Jumat, 15 Maret 2013

Doa dalam Sepiring Nasi

Hubungan nasi dengan kehidupan manusia Indonesia sepertinya sudah tidak bisa dipisahkan. Nasi hadir sebagai bahan makanan pokok untuk mencukupi kebutuhan gizi manusia Indonesia. Nasib nasi memang baik. Sejak mula, nasi mendapat tempat yang lebih baik dari kawan-kawannya, yang memiliki kandungan gizi yang mirip: umbi-umbian, tales, sagu dan jagung. Ketika masih menjadi padi selalu dijaga oleh seorang Dewi Sri. 

Mitos Dewi Sri ini sangat memiliki kaitan yang erat dengan padi daripada tumbuhan-tumbuhan lainnya. Nasib nasi terus bergerak mengiringi kisah kehidupan kita. Nasi begitu diagungkan, sedangkan bahan makanan lain menjadi begitu minor nasibnya. Mungkin sudah nasib padi yang menjadi cikal bakal nasi itu begitu baik. Selain dijaga oleh seorang dewi, padi juga dihubungkan dengan hal-hal yang dianggap baik bagi kehidupan. Padi menjadi simbol kebijaksanaan bagi manusia. Bentuknya yang menunduk sepertinya telah memberikan ajaran kepada manusia tentang makna ketidaksombongan atau mawas diri. 

Melihat hal tersebut, sepertinya sempurnalah nasib nasi di tangan kita. Secara kesehatan dan kedokteran, gizi nasi cukup. Nasi hadir dan kita terima begitu saja sebagai sesuatu yang sempurna. Bahkan, pada wilayah spiritual, nasi menjadi simbol sebagai penghantar hubungan terhadap Tuhan, hal itu ada dalam tumpeng nasi. 

Makna

Padi yang menjadi cikal bakal nasi ditanam dengan ketulusan, sehingga ada upacara-upacara yang berhubungan dengan perjalanan padi tersebut. Para petani percaya apa yang ditanam akan ditumbuhkan oleh Tuhan dan ia hanya diberi kepercayaan untuk merawat tanaman tersebut dan menggunakannya dengan tidak berlebihan. Muncullah pesta-pesta panen yang merupakan ucapan syukur atas hasil yang telah diberikan Tuhan kepada petani. Dari hal ini ada kesadaran kosmis pada proses penanaman padi. Menanam padi menjadi ibadah untuk melanjutkan hidup sesuai dengan kehendak Tuhan, bukan sekadar tercukupinya kebutuhan atau bahkan penggalian sebesar-besarnya pada alam. Manusia dan alam menyatu dalam laku dan saling memberikan kepercayaan kepada peran yang harus dijalankan. 
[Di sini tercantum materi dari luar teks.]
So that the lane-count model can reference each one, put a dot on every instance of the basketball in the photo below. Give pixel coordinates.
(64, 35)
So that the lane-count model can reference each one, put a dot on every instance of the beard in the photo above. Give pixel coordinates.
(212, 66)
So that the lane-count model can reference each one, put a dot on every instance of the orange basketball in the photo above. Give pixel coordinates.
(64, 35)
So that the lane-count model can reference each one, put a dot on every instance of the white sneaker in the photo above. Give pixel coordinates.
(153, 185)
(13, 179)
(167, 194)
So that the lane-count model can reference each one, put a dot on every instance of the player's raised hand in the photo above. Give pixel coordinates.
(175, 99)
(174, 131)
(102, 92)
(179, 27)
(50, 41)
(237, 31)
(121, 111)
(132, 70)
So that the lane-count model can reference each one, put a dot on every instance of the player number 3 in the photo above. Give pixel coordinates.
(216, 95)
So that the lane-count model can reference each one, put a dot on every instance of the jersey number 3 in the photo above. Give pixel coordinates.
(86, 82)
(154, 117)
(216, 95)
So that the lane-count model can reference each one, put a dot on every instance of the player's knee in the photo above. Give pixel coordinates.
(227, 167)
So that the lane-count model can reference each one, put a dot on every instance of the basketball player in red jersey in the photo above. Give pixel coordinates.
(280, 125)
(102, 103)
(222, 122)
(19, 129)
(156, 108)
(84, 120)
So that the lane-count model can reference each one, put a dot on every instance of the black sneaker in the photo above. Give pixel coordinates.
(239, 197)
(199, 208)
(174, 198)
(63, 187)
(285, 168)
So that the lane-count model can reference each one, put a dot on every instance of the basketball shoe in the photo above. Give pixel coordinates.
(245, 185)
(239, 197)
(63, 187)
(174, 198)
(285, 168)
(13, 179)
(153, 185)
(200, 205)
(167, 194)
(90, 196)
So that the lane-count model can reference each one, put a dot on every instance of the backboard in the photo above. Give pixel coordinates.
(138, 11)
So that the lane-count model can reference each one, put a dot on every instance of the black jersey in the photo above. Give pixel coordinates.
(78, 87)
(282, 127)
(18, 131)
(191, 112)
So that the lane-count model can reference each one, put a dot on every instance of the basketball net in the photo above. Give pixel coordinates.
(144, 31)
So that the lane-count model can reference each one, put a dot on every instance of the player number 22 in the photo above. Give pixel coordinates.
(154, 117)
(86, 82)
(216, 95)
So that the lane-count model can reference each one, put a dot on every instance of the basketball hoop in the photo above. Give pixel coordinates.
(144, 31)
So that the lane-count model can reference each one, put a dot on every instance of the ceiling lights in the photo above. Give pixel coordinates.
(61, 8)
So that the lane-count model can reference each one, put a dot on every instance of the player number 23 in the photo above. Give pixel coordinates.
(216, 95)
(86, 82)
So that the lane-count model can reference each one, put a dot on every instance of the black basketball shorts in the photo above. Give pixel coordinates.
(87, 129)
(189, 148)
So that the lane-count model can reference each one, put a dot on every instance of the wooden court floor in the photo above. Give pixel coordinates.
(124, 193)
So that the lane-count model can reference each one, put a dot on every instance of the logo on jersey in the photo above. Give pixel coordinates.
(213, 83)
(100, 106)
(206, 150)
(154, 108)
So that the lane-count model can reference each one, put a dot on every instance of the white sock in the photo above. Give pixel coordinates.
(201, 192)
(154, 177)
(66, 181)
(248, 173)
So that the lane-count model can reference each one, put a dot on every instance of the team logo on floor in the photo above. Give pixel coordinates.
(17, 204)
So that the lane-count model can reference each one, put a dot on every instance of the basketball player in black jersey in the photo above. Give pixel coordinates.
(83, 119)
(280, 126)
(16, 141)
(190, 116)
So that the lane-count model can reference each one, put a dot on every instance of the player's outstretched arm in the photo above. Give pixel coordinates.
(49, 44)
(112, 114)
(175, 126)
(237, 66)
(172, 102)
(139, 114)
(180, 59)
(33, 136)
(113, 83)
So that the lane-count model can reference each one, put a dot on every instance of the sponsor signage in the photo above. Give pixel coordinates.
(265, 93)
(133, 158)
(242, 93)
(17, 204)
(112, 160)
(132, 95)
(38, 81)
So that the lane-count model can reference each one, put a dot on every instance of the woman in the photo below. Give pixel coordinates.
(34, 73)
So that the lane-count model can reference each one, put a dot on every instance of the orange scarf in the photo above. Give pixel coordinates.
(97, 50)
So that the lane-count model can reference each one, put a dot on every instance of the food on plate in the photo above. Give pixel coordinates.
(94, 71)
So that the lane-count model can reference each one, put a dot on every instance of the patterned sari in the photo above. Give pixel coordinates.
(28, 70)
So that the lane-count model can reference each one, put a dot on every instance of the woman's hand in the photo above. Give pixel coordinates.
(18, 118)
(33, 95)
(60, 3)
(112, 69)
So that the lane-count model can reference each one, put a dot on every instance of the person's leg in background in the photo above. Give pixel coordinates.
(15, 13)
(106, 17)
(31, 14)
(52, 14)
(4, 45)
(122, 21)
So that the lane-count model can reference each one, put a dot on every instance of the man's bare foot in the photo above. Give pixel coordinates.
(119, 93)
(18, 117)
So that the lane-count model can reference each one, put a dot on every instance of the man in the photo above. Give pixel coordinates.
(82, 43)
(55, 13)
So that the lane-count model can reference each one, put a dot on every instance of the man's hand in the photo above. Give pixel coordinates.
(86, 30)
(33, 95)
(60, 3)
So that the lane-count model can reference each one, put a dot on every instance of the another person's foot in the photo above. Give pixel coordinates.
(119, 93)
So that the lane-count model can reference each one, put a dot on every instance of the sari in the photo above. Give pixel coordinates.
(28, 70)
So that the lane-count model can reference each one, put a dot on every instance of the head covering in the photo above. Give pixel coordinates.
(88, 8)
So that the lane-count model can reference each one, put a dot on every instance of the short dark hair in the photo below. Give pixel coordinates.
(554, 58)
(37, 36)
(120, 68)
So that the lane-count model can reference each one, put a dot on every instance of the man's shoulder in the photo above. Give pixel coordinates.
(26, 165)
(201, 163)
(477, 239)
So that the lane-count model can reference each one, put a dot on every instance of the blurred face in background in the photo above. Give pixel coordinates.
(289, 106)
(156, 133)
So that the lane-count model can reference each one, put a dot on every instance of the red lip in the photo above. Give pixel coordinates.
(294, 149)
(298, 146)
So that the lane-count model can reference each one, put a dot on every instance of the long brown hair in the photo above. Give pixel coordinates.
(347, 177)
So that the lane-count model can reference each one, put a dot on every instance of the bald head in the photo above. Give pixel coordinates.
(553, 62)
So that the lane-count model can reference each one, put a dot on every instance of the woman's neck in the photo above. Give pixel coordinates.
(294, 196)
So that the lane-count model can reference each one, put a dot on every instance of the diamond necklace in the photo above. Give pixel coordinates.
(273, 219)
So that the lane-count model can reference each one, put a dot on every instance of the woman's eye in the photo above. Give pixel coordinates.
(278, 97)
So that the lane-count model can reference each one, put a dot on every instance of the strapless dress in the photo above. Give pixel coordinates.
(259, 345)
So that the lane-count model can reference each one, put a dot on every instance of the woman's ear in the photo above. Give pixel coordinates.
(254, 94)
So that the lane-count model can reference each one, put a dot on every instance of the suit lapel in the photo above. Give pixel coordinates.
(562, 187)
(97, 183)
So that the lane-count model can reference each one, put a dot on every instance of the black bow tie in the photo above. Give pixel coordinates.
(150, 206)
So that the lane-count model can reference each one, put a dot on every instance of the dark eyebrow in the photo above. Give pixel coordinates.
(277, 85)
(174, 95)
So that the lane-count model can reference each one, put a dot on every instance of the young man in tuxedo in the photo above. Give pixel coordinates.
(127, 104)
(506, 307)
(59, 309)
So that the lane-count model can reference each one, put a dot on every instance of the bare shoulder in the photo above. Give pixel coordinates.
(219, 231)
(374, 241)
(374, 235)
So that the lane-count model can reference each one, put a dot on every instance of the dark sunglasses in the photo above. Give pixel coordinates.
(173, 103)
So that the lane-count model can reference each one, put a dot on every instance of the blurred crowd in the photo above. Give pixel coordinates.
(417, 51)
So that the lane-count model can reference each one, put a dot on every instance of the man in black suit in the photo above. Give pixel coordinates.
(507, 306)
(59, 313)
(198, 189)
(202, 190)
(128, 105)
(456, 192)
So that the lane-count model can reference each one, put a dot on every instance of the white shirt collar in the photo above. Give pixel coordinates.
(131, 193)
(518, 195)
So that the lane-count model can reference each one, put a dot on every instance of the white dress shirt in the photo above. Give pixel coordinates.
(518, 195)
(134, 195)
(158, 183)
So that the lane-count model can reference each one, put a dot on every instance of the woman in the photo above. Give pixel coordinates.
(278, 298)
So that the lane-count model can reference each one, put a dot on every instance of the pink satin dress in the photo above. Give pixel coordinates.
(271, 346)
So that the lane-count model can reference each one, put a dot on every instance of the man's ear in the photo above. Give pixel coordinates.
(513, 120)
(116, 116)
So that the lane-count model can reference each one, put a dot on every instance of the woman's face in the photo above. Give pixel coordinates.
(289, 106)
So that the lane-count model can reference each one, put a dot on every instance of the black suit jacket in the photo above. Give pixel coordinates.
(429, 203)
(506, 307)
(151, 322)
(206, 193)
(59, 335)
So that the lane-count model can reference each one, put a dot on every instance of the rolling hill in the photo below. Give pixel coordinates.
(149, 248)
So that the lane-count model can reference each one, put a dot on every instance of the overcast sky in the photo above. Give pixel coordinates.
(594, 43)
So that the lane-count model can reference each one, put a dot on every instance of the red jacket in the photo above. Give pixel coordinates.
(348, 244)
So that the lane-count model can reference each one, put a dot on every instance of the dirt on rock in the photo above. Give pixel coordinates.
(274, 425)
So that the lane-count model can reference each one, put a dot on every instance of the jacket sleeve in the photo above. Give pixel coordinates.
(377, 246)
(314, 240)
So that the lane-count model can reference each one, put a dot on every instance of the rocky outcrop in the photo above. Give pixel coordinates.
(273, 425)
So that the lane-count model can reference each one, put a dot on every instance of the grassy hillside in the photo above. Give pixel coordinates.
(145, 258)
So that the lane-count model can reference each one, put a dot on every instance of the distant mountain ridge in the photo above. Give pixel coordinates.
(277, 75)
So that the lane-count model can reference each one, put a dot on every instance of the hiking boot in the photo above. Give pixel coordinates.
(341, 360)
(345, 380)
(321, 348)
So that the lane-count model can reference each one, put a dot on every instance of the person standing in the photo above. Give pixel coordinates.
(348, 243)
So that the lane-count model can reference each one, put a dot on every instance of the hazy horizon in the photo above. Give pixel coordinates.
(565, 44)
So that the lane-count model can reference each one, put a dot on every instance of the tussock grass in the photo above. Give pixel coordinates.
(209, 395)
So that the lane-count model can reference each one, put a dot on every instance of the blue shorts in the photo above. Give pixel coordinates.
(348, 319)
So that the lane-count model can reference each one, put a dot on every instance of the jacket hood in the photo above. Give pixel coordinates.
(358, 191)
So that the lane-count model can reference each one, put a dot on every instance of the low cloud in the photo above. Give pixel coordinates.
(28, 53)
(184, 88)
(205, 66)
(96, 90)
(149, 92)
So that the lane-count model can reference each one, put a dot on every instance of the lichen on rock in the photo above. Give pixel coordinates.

Masuknya revolusi hijau pada pertanian di Indonesia, secara tidak langsung petani mengikhlaskan dirinya untuk direnggut dan mengabdi pada kapitalisme global. Orientasinya sudah berbeda, pada awalnya mencukupi kebutuhan di dunia sebagai bekal untuk ibadah kepada Tuhan selaku makhluk yang telah diberi kehidupan di dunia ini, berubah menjadi penumpukan kekayaan sebesar-besarnya untuk mendapatkan kemakmuran versi kapitalisme. Sehingga, persoalan modal menjadi persoalan yang penting setiap kali hendak tanam kembali. Ketergantungan terhadap modal menjadi sesuatu yang tidak dapat dihindarkan dalam dunia pertanian modern di Indonesia. Meminjam istilah Marx, bahwa petani sudah diasingkan dari tanah dan tanamannya. 

Masuknya pupuk kimia dan bahan kimia lain, serta lahirnya berbagai benih padi yang merupakan hasil penelitian, mengubah pola pikir petani dalam menggarap sawah. Meningkatkan hasil pertanian dengan berbagai cara dengan melupakan kelestarian alam yang telah memberikannya penghidupan selama ini. Hal ini dipicu dari munculnya kebutuhan-kebutuhan yang mungkin bukan menjadi prioritas bagi dunia petani. Petani sudah masuk dalam kehidupan global di mana aktivitas yang dilakukan sudah ditentukan oleh pasar. 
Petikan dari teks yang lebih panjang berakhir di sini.